Frage an Fritz Felgentreu von Dittmar K. bezüglich Soziale Sicherung

Sehr geehrte Herr Dr. Felgentreu,

ich habe 37 Jahre lang gearbeitet, seit ich 15 Jahre alt bin. Nun bekomme ich incl. einem geringen Zuschlag 417 Euro Hartz IV.

Im rbb hörte ich, daß EU-Einwanderern selbst dann Kindergeld bezahlt wird, wenn die Kinder in den Heimatländer bleiben.
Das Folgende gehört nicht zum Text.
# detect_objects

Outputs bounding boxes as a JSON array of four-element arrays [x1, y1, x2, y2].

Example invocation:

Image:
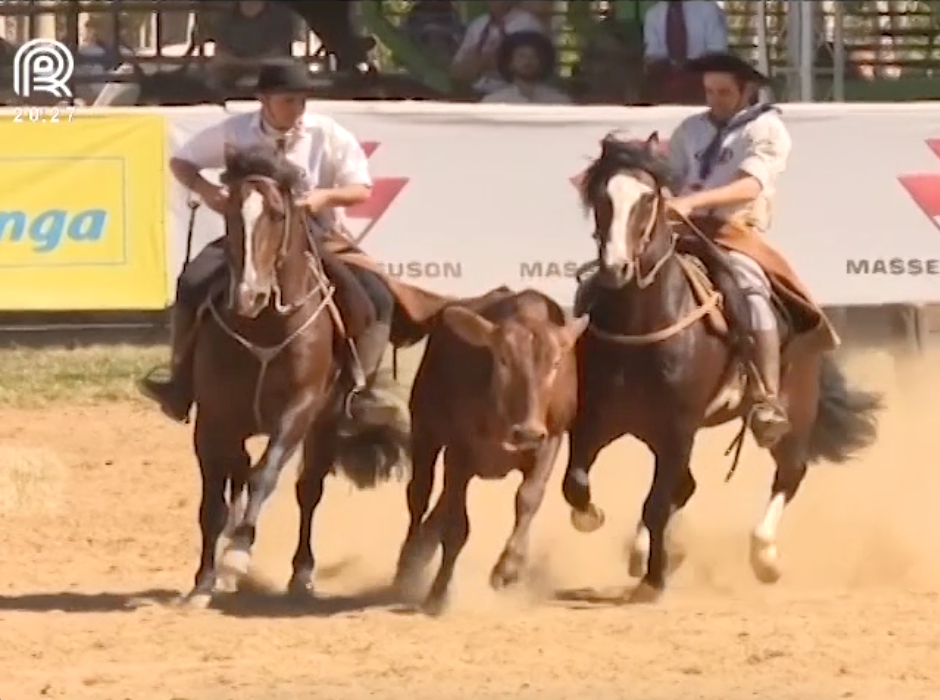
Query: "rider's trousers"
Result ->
[[726, 250, 775, 332]]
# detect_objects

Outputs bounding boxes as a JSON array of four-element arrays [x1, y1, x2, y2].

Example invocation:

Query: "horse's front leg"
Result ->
[[288, 419, 336, 597], [491, 436, 562, 590], [220, 389, 321, 583], [629, 429, 695, 604], [628, 463, 696, 579], [562, 413, 618, 534], [183, 415, 248, 608]]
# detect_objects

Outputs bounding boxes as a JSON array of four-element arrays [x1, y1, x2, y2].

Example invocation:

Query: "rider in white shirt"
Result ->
[[138, 59, 395, 425], [667, 52, 795, 447]]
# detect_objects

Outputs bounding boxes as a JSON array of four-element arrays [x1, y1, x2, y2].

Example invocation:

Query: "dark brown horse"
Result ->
[[394, 289, 587, 614], [562, 133, 883, 602], [183, 144, 408, 607]]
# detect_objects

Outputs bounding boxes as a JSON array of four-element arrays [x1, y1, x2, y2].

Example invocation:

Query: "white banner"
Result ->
[[164, 102, 940, 307]]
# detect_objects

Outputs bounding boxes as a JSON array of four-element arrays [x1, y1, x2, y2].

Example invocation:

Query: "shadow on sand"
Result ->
[[0, 584, 407, 618]]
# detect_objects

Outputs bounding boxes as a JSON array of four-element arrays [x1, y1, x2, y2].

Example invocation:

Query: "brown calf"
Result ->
[[394, 288, 588, 615]]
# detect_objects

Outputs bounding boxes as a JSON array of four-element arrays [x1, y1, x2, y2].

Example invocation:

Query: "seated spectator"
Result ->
[[206, 0, 298, 90], [482, 31, 569, 104], [519, 1, 555, 31], [642, 0, 727, 104], [75, 13, 133, 104], [570, 15, 644, 105], [404, 0, 465, 64], [450, 0, 546, 96]]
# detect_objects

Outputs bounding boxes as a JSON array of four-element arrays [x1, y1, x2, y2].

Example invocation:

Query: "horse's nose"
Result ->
[[598, 261, 631, 288], [236, 286, 269, 318], [509, 423, 548, 449]]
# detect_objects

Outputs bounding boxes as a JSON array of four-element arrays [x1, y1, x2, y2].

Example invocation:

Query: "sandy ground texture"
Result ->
[[0, 347, 939, 700]]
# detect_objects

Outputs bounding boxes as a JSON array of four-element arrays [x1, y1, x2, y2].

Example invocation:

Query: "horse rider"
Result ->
[[577, 51, 836, 450], [665, 51, 841, 449], [138, 58, 398, 426]]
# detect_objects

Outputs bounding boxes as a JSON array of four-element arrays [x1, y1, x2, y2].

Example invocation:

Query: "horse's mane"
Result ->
[[222, 143, 306, 192], [579, 133, 679, 212]]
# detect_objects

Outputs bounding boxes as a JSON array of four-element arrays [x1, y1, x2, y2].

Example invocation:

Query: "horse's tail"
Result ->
[[332, 369, 412, 489], [806, 354, 884, 464]]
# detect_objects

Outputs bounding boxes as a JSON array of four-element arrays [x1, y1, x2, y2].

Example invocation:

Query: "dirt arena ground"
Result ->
[[1, 344, 939, 699]]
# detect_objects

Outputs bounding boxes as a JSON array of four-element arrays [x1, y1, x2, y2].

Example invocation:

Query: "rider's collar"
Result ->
[[254, 111, 304, 148], [707, 103, 779, 131]]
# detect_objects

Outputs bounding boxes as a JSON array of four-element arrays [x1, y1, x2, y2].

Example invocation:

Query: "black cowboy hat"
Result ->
[[685, 52, 769, 84], [496, 31, 557, 83], [255, 58, 317, 94]]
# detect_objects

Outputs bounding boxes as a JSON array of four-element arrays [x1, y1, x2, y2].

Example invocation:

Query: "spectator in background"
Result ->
[[404, 0, 465, 63], [483, 31, 569, 104], [450, 0, 546, 96], [642, 0, 727, 104], [75, 13, 133, 104], [206, 0, 297, 90], [570, 15, 644, 105], [519, 1, 556, 31]]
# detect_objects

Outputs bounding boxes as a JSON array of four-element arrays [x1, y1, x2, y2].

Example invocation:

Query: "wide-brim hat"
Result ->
[[255, 58, 316, 95], [685, 52, 769, 84], [496, 31, 557, 83]]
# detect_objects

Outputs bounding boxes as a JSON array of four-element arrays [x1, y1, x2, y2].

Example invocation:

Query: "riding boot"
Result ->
[[136, 302, 197, 423], [749, 329, 791, 449], [345, 321, 400, 425], [573, 272, 600, 317]]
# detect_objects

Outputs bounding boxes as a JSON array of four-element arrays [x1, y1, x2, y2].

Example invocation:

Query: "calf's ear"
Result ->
[[442, 306, 497, 348]]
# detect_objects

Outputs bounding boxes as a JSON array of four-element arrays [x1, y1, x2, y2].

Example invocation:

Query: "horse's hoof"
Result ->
[[421, 594, 448, 617], [179, 592, 212, 610], [628, 581, 663, 605], [749, 540, 782, 584], [287, 576, 315, 599], [570, 503, 605, 533], [219, 546, 251, 582], [215, 573, 239, 593], [489, 565, 520, 591]]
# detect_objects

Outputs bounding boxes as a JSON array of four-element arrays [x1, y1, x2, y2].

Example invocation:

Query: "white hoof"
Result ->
[[570, 504, 606, 533], [216, 573, 239, 593], [182, 592, 212, 610], [219, 546, 251, 582], [749, 537, 782, 584]]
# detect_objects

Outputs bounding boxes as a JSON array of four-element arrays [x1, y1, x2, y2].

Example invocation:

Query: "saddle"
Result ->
[[678, 216, 840, 354], [318, 227, 455, 347]]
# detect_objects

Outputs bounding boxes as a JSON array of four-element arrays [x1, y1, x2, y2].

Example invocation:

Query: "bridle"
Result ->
[[231, 174, 329, 315], [209, 174, 338, 430], [577, 170, 676, 290]]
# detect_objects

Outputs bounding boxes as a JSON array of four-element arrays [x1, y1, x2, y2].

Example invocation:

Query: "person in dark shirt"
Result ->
[[207, 1, 298, 88]]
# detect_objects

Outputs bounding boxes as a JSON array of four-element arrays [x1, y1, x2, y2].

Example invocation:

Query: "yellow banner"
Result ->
[[0, 115, 167, 310]]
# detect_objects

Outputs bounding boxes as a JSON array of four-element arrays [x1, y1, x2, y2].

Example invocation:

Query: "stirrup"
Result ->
[[137, 364, 191, 424], [141, 363, 173, 384], [748, 399, 790, 448]]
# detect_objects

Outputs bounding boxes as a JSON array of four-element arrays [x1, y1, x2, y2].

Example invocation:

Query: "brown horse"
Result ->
[[394, 289, 588, 615], [562, 133, 883, 602], [183, 144, 409, 607]]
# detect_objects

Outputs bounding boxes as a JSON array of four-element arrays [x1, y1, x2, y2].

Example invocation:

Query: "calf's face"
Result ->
[[442, 306, 589, 451]]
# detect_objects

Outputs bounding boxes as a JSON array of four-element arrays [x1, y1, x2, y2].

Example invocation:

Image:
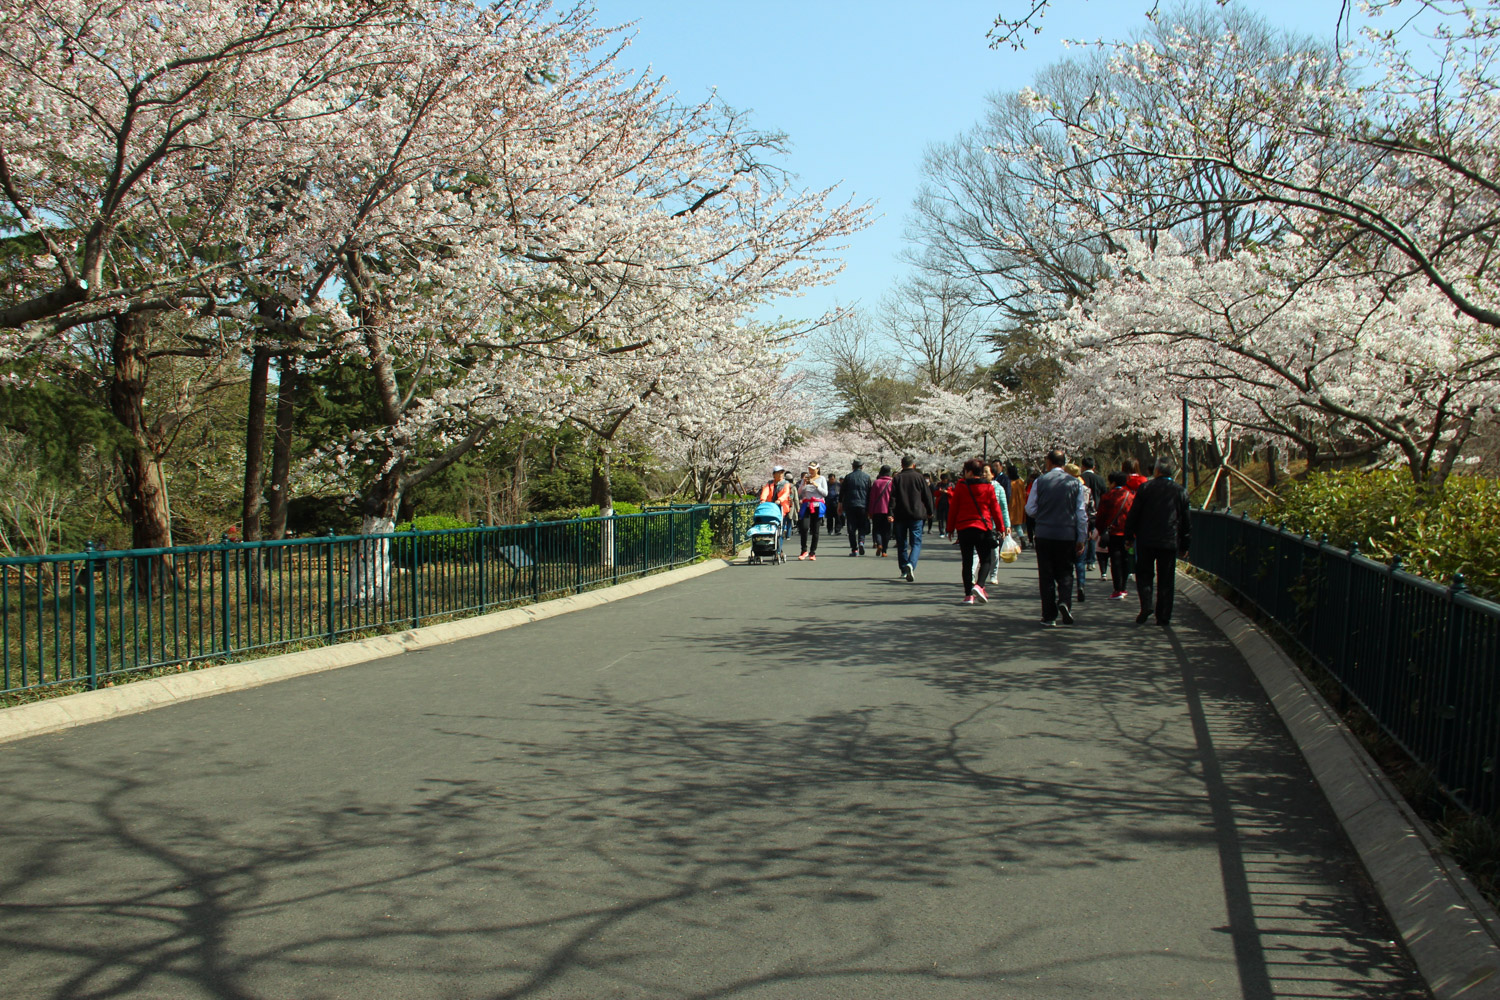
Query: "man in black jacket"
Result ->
[[1123, 458, 1191, 625], [840, 460, 873, 556], [890, 455, 935, 581]]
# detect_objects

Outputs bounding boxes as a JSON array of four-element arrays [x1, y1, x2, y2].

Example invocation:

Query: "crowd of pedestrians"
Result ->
[[756, 449, 1191, 628]]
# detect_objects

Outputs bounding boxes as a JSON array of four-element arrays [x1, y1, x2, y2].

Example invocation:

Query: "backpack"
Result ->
[[1104, 487, 1134, 536]]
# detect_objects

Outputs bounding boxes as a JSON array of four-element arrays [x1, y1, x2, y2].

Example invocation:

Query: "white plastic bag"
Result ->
[[999, 532, 1021, 563]]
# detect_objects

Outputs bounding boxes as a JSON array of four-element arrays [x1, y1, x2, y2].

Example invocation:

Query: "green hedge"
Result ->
[[393, 515, 475, 563], [1263, 471, 1500, 601]]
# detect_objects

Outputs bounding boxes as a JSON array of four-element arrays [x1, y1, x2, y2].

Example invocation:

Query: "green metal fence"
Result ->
[[1187, 508, 1500, 815], [0, 501, 756, 698]]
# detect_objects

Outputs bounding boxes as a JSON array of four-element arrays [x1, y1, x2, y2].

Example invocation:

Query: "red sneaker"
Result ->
[[809, 554, 817, 561], [972, 585, 988, 603]]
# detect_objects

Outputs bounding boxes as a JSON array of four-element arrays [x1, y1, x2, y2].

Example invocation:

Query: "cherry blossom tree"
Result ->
[[1034, 2, 1500, 333], [1042, 236, 1500, 484], [1, 1, 869, 602]]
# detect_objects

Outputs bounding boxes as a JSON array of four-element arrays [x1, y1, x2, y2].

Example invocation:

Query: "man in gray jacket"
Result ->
[[840, 460, 873, 556], [1024, 449, 1088, 626]]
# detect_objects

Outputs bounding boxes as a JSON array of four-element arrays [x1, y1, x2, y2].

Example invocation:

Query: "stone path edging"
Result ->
[[0, 557, 733, 746], [1182, 574, 1500, 1000]]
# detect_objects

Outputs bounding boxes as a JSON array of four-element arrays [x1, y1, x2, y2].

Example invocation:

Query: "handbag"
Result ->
[[963, 480, 1005, 547]]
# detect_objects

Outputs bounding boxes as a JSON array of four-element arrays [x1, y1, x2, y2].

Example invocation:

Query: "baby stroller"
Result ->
[[746, 501, 787, 565]]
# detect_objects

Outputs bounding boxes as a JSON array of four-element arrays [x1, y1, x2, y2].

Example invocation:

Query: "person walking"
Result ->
[[758, 465, 796, 526], [1006, 464, 1026, 549], [1096, 471, 1135, 599], [868, 465, 894, 558], [841, 460, 873, 555], [948, 457, 1007, 604], [1025, 450, 1088, 627], [890, 455, 935, 582], [933, 472, 952, 539], [924, 472, 937, 535], [1081, 458, 1108, 580], [1064, 463, 1096, 605], [1123, 458, 1191, 626], [1023, 471, 1040, 546], [981, 462, 1009, 585], [796, 462, 828, 560], [825, 474, 842, 535]]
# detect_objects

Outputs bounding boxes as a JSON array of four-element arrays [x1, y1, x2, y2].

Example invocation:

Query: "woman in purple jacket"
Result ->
[[868, 465, 894, 557]]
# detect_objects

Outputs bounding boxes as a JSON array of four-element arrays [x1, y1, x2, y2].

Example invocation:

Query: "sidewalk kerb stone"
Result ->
[[0, 557, 735, 746], [1182, 574, 1500, 1000]]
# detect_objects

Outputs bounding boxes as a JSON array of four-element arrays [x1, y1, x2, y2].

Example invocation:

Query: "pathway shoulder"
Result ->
[[1181, 573, 1500, 1000], [0, 557, 737, 746]]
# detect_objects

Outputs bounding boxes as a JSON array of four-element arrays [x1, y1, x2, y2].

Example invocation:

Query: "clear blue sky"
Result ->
[[587, 1, 1369, 325]]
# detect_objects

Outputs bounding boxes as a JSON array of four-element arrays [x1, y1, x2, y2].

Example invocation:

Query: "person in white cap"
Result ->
[[759, 465, 796, 526], [796, 462, 828, 560]]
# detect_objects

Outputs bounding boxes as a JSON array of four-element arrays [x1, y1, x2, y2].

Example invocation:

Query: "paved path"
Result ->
[[0, 539, 1428, 999]]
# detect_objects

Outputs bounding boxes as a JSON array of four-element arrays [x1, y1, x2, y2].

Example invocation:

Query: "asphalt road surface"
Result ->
[[0, 538, 1428, 999]]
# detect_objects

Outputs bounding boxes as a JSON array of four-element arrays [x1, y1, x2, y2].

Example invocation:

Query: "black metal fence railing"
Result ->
[[1, 501, 756, 699], [1187, 508, 1500, 815]]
Siehe auch diesen Bericht:
http://www.bild.de/politik/inland/europaeische-union/weniger-kindergeld-fuer-polen-und-rumaenen-34027940.bild.html

Finden Sie das mir gegenüber fair?

Wie Sie anhand dieses Berichts sehen, gibt es nach Berlin einen erheblichen Zuzug aus Rumänien und Bulgarien: http://www.daserste.de/information/politik-weltgeschehen/weltspiegel/sendung/swr/2013/rumaenien-fantanele-100.html

Warum schafft man nicht diese Kindergeldregelung ab? Wenn man so viel Kindergeld bekommt, kann man auch eher für wenig Geld arbeiten. Und aus meiner Sicht nützt das die Fleischerindustrie u.a. gnadenlos aus.

Gerade hörte ich, daß Großbritannien die Zuwanderung aus EU-Ländern eventuell begrenzen möchte ( in den Nachrichten von rbb kam das gerade). Wenn dem so sein sollte, ist das mit geltendem EU-Recht in Einklag zu bringen?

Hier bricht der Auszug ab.